My issue with those that talk about rapamycin as an "(anti)aging drug", or a "geroprotector" is that it's often unclear what of this is being said

  1. There's a unified thing called aging that affects everything that goes wrong with chronological time. Rapamycin modulates that one lever and as a result improves health and lifespan.
  2. Rapamycin increases lifespan and has broad health effects. An aging drug is anything that broadly does this.

(2) is a perfectly valid statement to make. (1) is known to be false. But I think it's easy to fall into the (1) frame of thinking when reading some of the rapamycin papers, or sometimes popular press coverage thereof. So: rapamycin is an aging drug in the sense of (2) and it is not an aging drug in the sense of (1). We should prefer to say that "rapamycin slows some aspects of aging" than "rapamycin slows aging" or "rapamycin slows the aging process".
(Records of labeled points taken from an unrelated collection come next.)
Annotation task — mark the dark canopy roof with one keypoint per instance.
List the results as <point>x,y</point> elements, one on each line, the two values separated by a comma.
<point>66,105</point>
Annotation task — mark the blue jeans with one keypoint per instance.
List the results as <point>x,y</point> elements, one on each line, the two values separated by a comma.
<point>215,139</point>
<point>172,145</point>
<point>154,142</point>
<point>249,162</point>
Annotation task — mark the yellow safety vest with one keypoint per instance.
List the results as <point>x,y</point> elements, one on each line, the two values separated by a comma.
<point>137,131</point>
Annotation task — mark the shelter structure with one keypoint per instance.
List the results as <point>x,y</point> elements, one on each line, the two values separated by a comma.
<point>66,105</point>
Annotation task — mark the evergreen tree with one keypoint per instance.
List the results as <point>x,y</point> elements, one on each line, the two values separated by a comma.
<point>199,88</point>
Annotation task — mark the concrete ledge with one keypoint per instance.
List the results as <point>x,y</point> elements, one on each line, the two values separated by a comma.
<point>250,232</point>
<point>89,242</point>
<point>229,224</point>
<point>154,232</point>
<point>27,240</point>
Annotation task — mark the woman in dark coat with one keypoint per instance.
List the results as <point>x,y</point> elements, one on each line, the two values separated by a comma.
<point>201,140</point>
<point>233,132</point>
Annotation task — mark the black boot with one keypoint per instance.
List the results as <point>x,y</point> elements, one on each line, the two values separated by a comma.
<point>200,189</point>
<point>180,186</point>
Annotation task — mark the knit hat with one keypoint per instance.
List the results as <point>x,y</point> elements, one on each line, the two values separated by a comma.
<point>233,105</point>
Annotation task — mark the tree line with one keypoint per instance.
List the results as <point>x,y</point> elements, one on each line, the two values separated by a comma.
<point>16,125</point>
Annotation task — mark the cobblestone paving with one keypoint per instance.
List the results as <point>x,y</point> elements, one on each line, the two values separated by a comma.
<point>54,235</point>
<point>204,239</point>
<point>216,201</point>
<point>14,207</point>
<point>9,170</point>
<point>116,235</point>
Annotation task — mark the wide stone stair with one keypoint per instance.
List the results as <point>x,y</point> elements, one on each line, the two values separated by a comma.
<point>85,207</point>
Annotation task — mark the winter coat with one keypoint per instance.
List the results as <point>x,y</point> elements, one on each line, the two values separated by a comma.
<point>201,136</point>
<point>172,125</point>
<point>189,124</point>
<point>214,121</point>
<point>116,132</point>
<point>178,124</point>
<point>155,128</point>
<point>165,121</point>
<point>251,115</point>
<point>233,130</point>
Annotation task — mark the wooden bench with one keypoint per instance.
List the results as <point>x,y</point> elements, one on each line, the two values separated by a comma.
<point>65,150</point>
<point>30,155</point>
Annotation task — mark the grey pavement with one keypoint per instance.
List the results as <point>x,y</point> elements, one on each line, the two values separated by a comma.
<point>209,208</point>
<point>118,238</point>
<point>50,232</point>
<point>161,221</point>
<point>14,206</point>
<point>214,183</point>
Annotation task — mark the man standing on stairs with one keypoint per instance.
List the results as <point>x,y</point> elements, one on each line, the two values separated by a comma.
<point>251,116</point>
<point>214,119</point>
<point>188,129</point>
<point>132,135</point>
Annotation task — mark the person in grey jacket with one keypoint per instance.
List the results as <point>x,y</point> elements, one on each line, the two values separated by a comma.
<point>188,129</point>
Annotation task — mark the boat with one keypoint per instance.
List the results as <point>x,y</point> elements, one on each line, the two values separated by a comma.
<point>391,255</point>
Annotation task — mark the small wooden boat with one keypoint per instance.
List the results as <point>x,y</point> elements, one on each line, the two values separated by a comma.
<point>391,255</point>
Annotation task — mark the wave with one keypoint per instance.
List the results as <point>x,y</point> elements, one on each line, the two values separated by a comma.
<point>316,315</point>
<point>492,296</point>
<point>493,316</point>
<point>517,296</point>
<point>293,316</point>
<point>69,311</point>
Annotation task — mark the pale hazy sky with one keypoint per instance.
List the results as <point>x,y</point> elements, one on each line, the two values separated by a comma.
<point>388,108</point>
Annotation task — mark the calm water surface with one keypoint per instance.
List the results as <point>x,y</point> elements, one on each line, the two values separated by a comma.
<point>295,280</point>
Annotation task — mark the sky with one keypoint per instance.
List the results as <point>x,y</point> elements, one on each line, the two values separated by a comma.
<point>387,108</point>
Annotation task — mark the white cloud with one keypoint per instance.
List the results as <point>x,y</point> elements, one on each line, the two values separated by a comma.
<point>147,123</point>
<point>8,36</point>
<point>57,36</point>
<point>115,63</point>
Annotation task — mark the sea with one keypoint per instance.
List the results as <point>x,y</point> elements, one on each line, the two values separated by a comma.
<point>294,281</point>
As I will mention below, rapamycin does not simply turn back or stop the clock. It doesn't take every organ and resets it by some number of years. Rapamycin leaves some functions untouched and makes others worse.

Now at this point some may go "duh of course, aging is multifactorial and rapa is addressing parts of it" whereas other might go "Heresy! Surely the papers that show that rapa doesn't help with everything must be wrong or something". The second is more clearly a caricature. Even well known proponent of rapamycin as an aging drug take it as a given that it has its downsides (the mouth ulcers are well established in humans). But then, if we agree that "rapamycin is just affecting some aspects of aging" then we have to be very careful when reading claims that "rapamycin slows aging" as that sounds like it is slowing all aspects of aging and perhaps even that all aging is mTOR-driven.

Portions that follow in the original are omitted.